Jürgen Trabants Thesen über die „Mehrsprachigkeit der Wissenschaften“

Englisch hat sich als universelle Weltsprache etabliert. Auch international

versierte Naturwissenschaftler räumten ein, dass sie bei ihren Untersuchungen

nicht in englischen Begriffen denken. Der Sprachwissenschaftler Jürgen

Trabant plädiert zwar nicht gegen Englisch als Weltsprache, fordert aber in

seinen Thesen eine „Mehrsprachigkeit der Wissenschaften“.

Ist es eigentlich gut oder schlecht, dass es so viele verschiedene Sprachen

gibt? Die biblische Geschichte vom Turmbau zu Babel deutet die

Sprachenvielfalt als Strafe Gottes und stellt die Einheitssprache als

paradiesischen Urzustand dar. In einem solchen Paradies lebten die Griechen,

die sich für Fremdsprachen einfach nicht interessierten. Und die Römer

lernten nur deshalb Griechisch, weil sie an der prestigeträchtigen

griechischen Kultur teilhaben wollten.

Im Mittelalter setzte sich dann das Lateinische durch. Im Ritus der

christlichen Kirche und als universelle Wissenschaftssprache. Das blieb so

bis zum Beginn der frühen Neuzeit.

Die Künstler und Wissenschafter der Renaissance wie Dürer, Leonardo da Vinci

und Galilei begannen dann die Welt auf eigene Faust zu erkunden. Sie

befreiten sich von den Vorbildern der Antike und beflügelten ihr eigenes

Können, meint der Romanist Jürgen Trabant.

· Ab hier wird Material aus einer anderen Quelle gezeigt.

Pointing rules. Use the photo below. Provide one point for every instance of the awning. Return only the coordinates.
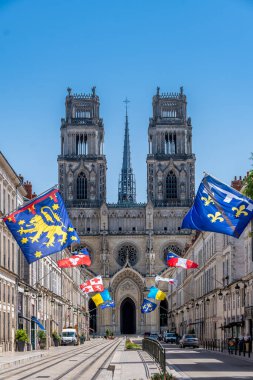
(35, 320)
(232, 324)
(22, 317)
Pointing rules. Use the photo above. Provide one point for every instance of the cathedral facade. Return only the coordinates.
(128, 241)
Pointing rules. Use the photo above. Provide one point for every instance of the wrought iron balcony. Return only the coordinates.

„Das ist die große Neuigkeit in dieser Zeit, die große Revolution,

tatsächlich. Das heißt, ich erfinde ein Fernrohr und sehe mir die Sterne

selber an. Das ist, was neu ist. Das heißt, die Leute machen etwas, und die

Nähe zu diesen Machern heißt dann auch Nähe zur Volkssprache, weil die gar

kein Latein können. Grosses Beispiel: der Arzt des französischen Königs,

Ambroise Paré, der Chirurg, war ein berühmter Arzt, konnte aber kein Latein.“

Mit diesen Wissenschaftlern neuen Typs begann der Aufstieg der Volkssprachen,

bis in die Mitte des 20. Jahrhunderts. Doch seitdem hat eine Trendwende

eingesetzt. Englisch etabliert sich als universelle Weltsprache. In Politik,

Wirtschaft und den Wissenschaften. Allen voran in den Naturwissenschaften.

Längst publizieren Mathematiker, Chemiker und Physiker ihre Entdeckungen auf

englisch. Aber auch Historiker, Soziologen und Linguisten schließen sich

diesem Trend zunehmend an, beobachtet Jürgen Trabant.

„Natürlich gewinnen wir eine globale, universelle Kommunikation, wenn alle

Menschen, auch in der Wissenschaft eine Sprache sprechen, so ist das

natürlich ganz wunderbar. Ich kann von hier nach Hongkong reisen, nach Los

Angeles, nach Paris und werde dort überall verstanden, das andere ist, ob das

wissenschaftliche Arbeiten in dieser für die meisten Menschen ja zweiten,

fremden Sprache sinnvoll und effektiv ist. Und da ist es zumindest für die

Geisteswissenschaften wichtig, dass sie zumindest in den Sprachen arbeiten,

die sie am besten können. Weil wir als Geisteswissenschaftler in den Sprachen

arbeiten, und die müssen wir natürlich so präsentieren, dass wir das beste

Instrument benutzen. Und das beste Instrument ist die Sprache, die wir am

besten können.“

Paradoxerweise hat Jürgen Trabant seit seiner Emeritierung an der Freien

Universität eine Professur in Bremen an der Jakobs University angenommen, die

ihn, den Romanisten, zwingt, genau das zu tun, was er kritisiert: auf

englisch zu unterrichten. Allerdings: Trabant plädiert nicht gegen das

Englisch als Weltsprache, sondern gegen das Denglisch. Oder, wie er es nennt,

das „Globalesisch“! Und gegen die unnötige Preisgabe des Deutschen.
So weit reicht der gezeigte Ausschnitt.